Can You Lead Engineers Without Knowing Their Tech Stack?
Following up on the LinkedIn post that reached 110K+ impressions.
Last week, I shared a LinkedIn post about leading engineering teams without having hands-on experience in their tech stack.
I expected some debate.
I didn’t expect over 110,000 impressions, hundreds of comments, and dozens of private messages from Engineering Leaders around the world.
What surprised me wasn’t that people agreed or disagreed.
It was how many admitted, privately, that they were living this exact reality.
Some were leading .NET teams after spending their careers in Java.
Others had moved into AI, Data Engineering, or Mobile without ever writing production code in those domains.
And almost every message carried the same emotion.
Not curiosity.
Not excitement.
Fear.
“What if they realize I’m not technical enough?”
That question resonated.
Because a few years ago, I was asking myself the very same thing.
I thought I had to prove I belonged
The first time this really hit me was about five years ago.
I was asked to lead an Android team.
Up until that point, my entire career had been built around Java and web apps.
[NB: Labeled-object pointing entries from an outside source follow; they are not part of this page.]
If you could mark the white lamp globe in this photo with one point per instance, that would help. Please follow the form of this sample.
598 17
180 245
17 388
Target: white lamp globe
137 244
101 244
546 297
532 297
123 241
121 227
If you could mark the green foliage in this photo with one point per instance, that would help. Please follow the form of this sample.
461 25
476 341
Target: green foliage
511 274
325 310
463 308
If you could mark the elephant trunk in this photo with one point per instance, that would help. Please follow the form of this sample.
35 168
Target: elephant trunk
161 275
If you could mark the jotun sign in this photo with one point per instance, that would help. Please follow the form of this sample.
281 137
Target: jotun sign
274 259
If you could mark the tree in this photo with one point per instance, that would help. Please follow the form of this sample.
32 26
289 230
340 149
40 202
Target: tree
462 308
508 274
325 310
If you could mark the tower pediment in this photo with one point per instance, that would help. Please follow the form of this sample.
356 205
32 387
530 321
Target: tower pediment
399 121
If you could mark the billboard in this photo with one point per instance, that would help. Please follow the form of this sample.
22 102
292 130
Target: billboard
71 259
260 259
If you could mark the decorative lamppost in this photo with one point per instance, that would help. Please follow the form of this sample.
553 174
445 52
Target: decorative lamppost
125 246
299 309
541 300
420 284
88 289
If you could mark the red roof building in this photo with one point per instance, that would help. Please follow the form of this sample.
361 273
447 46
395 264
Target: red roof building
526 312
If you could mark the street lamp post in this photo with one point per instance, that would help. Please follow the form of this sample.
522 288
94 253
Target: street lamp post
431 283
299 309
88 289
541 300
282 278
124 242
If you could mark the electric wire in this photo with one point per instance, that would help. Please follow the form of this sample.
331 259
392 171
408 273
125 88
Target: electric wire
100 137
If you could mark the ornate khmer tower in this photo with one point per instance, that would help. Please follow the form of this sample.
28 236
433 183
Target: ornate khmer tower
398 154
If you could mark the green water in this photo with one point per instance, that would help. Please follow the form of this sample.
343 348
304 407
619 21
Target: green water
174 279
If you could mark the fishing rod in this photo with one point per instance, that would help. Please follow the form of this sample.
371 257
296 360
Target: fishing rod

I had never developed Android applications professionally.
The moment I accepted the role, I felt a responsibility to prove I deserved it.
So I did what I thought a good Engineering Manager should do.
I spent evenings reading Android documentation.
Weekends watching conference talks.
I tried to understand every architectural decision, every framework, every library the team was using.
At the time, I was leading only a handful of engineers, so it felt achievable.
I genuinely wanted to contribute as much as I could.
And if I’m honest...
Part of me believed that the more technical I became, the more credible I would be as their leader.
And I thought it worked… for those 5-6 months I was responsible for that team.
But a few years later, it happened again.
This time with a .NET team.
My first instinct was exactly the same.
Open the documentation.
Buy another course.
Learn the framework.
Catch up as quickly as possible.
Then, halfway through that journey, I stopped.
This time, I asked myself a simple question.
“What exactly am I trying to achieve, here? I know how this goes...”
Even if I spent every evening learning .NET, I would never catch engineers who had spent ten years building production systems with it.
And honestly...
Why was I trying to?
That was the moment I realized I had been playing the wrong game all along.
Instead of becoming a better Engineering Manager, I was trying to become another senior engineer.
Those are two very different jobs.
So this time, I chose a different path.
Focusing on the right question
Looking back, I don’t think my biggest challenge was leading technologies I didn’t know.
It was managing my own insecurity.
I wasn’t learning .NET because the team needed me to.
I was learning it because I needed to feel worthy of leading them.
That’s an important distinction.
Emotional Intelligence isn’t just about understanding other people.
Sometimes it’s about recognizing the stories we keep telling ourselves.
Mine sounded something like this:
“A good Engineering Manager should always have the answers.”
The problem with that belief is that it quietly changes your behavior.
You stop asking questions because you’re afraid they’ll expose what you don’t know.
You speak sooner than you should.
You challenge decisions just to prove you’re engaged.
You spend your energy trying to look technical instead of trying to understand.
Ironically, the more I tried to protect my credibility, the less effective I became as a leader.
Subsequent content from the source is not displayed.